The problem lies in stopping a precipitous slide that can’t be stopped. If foreign central banks and foreign investors (who have already mostly deserted the dollar) stop supporting the dollar, interest rates will go up and bond yields down. In plain English, that means that mortgages, credit will cost more, slowing the expansion of the economy, lowering the amount of taxes the local, state and federal government collects, further increasing the debt, causing more borrowing, more devaluing of the dollar and so forth. Interest will increase on credit cards, adjustable rate mortgages, business loans, etc. causing a spiral of personal and business bankruptcies by squeezing corporate profits and the family budget.
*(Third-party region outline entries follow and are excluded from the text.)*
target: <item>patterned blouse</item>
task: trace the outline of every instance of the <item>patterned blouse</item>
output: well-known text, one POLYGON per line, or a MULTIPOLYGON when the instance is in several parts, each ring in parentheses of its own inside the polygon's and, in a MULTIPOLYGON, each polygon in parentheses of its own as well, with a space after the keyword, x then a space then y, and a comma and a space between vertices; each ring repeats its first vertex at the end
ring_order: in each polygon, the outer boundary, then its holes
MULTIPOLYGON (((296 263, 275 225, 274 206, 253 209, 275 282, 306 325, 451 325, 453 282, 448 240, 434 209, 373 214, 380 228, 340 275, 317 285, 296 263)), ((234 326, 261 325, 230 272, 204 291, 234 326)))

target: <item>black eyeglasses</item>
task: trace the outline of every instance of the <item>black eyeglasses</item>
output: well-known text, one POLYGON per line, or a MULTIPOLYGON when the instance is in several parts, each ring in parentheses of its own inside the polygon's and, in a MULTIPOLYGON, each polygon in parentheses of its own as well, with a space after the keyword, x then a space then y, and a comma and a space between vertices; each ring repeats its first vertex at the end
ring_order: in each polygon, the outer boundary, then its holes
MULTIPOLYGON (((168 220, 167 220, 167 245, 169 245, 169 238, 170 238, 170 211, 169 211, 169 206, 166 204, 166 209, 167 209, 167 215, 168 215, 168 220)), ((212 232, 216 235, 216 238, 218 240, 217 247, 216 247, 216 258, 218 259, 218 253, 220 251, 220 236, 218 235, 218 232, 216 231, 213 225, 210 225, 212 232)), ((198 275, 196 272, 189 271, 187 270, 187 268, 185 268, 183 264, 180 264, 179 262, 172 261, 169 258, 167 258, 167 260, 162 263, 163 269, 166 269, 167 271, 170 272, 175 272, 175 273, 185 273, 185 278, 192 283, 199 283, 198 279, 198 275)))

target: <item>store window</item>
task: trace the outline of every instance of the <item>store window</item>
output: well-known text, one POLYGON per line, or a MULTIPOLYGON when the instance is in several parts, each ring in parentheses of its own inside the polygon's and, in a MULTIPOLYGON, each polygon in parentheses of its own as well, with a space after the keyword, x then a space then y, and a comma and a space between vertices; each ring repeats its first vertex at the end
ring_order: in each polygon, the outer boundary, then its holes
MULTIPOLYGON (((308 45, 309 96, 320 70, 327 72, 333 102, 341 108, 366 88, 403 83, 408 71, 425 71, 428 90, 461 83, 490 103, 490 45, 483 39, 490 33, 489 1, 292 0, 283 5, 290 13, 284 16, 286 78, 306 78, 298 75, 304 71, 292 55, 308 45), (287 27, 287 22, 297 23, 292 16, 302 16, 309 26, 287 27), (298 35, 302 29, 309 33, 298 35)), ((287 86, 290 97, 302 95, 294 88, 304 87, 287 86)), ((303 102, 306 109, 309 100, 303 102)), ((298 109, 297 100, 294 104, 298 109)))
We don’t realize it, but the biggest tax we all pay is not the amount we shell out on April 15th, on our property or sales tax. The biggest tax is INFLATION! Doug just came back from Oregon and couldn’t believe that property prices have tripled in two years. In four years, the price of my rental here in California has tripled! Does that make any sense? Is there any added value? Just think about it. The average new car is $30,000! And they say the price of gasoline (inflation adjusted) is cheaper than in 1972! So what does that tell us about inflation? Our economy is a house of cards. Our paper money is being printed at record rates, further decreasing the value of the currency.
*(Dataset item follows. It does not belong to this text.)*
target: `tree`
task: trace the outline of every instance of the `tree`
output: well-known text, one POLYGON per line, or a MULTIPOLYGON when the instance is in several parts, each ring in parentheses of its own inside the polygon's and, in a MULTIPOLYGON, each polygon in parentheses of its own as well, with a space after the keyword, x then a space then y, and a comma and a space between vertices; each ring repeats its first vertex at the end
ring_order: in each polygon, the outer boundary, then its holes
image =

Dear reader, we know that prophecy tells us that we will have to take the “mark of the beast” to buy or sell. Before that happens, the world economy will so deteriorate that we will work all day long just for enough food to keep us alive. There will be a great divide between the elites and the rest of us. “A quart of wheat for a denarius and three quarts of barley for a denarius and do not harm the oil or the wine.” (Rev 6:5) The first part of this verse deals with the basic food required to feed a family for a day, and the oil and wine – the luxury items the elite will still have.
What can we do? Don’t get caught in the credit trap. Tear up your credit cards. Pay off your debts. Owe no man anything! Endeavor to be as free and independent of the world economic system as possible. I know this is much easier said than done. But don’t buy things you don’t need. Don’t buy things you can’t afford, even if they are presents. Live on a budget. Get free of the power of the world system, constantly enticing you to buy more and more things! As the apostle Paul says, “don’t be entangled by the affairs of this life.” (II Tim 2:4) Or as John says, “Love not the world, neither the things of the world…” (I John 2:15) Those who are ensnared by the world will most likely be deceived and it is all about your heart and your money. “Where your treasure is, there your heart is also.” (Matt. 6:21)
An economic earthquake is about to happen. You can feel the tremors. Now is the time to get ready! We not only have prophecy we can see the foundations crumbling. Equilibrium is a law of economics. The huge debt and imbalances are causing the pendulum to swing. Don’t caught on the treadmill! Turn to the Lord for wisdom and guidance.